Day Away

January 23, 2011

Key West delights the eye, the palette



Florida seceded during the Civil War, but naval presence kept Key West under Union rule throughout the conflict. Afterwards, fishing resumed. Immigrants flooded in from the Bahamas. And from Cuba. The Cubans staffed cigar factories, key to the next boom economy.

Our guide Jennea pointed out examples of local architecture. Shotgun cottages were built by cigar factory owners for their workers. An occasional ornate Victorian survived the city's worst fire in 1886. Tin roofs, required after the fire, also facilitated collection of water in cisterns.

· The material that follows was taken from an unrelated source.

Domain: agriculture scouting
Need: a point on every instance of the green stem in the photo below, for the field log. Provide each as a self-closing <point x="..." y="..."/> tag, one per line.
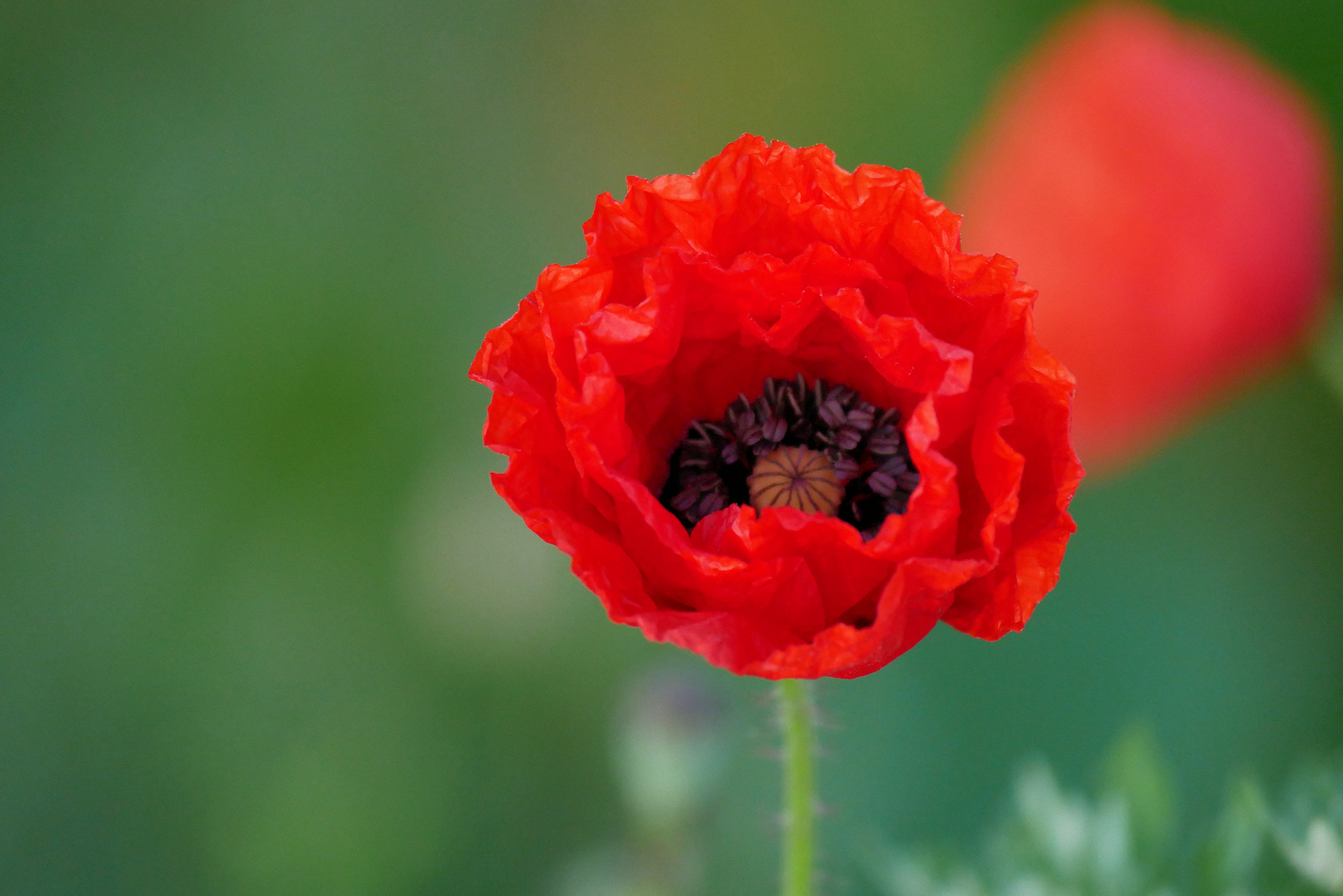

Vernacular construction mixed New England and Bahamian influences, including exterior shutters, wraparound porches, lots of gingerbread and eyebrow windows designed to assist ventilation (which they didn't). An occasional ship captain's home is capped by a widow's walk.

The now dormant Flagler Station provided a chance to describe the next major event. Henry Flagler, once a partner of John D. Rockefeller in Standard Oil, had built railroads down the east coast of Florida. He opened grand hotels along the way to lure tourists to the region. His most audacious project was to build tracks from Miami all the way to Key West, a 130-mile route that crossed almost as much water as land. Virtually everyone in town turned out to greet the first arriving train in 1912. That, plus completion of the Panama Canal, helped Key West thrive as a port.

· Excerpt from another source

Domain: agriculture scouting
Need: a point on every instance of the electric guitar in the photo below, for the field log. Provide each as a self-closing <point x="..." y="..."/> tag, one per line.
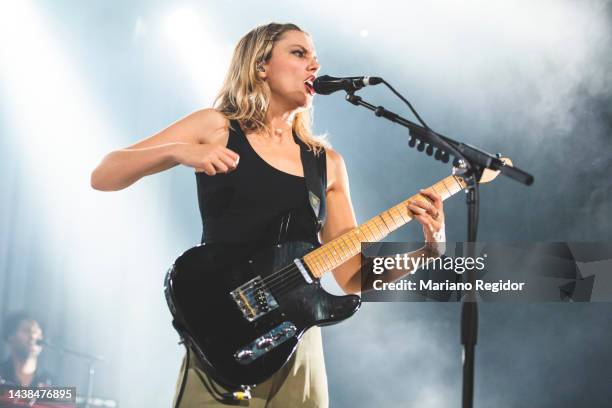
<point x="243" y="311"/>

World War I and the Great Depression devastated the economy. Beautification projects and grand tourism plans sought to recapture Key West's halcyon days. The hurricane of 1935 quashed that initiative when it roared through, destroying the rail line and killing several hundred people on the Keys.

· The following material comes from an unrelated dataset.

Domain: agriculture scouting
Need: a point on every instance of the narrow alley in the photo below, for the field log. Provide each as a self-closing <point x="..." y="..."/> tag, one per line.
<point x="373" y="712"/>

Cigar manufacturing is long gone. So is commercial fishing, though as recently as the 1950s, more than 300 shrimp boats operated from the harbor. The rail route never got rebuilt. It was replaced instead by the Overseas Highway, itself an engineering marvel, along the same route that Flagler brought trains.

Tourism has come back, of course, and appears to be stronger than ever.

Duval Street recalls a mix of vintage Lake George and Gatlinburg, with perhaps a bit of New Orleans and Havana mixed in. Every bar — and there are plenty — offers some kind of legend. Maybe Ernest Hemingway or Tennessee Williams had a drink here. Or Jimmy Buffett performed there. You get the picture.

At one corner stands the southern terminus of US Route 1 (2,209 miles to Fort Kent, Maine). Near another is a building that housed the first office of Pan American Airways. Its first route, in 1926, was Key West to Havana. Somewhere else, a monument marks the southernmost point of the United States. No sign marks the highest elevation on the island, an awe-inspiring 18 feet.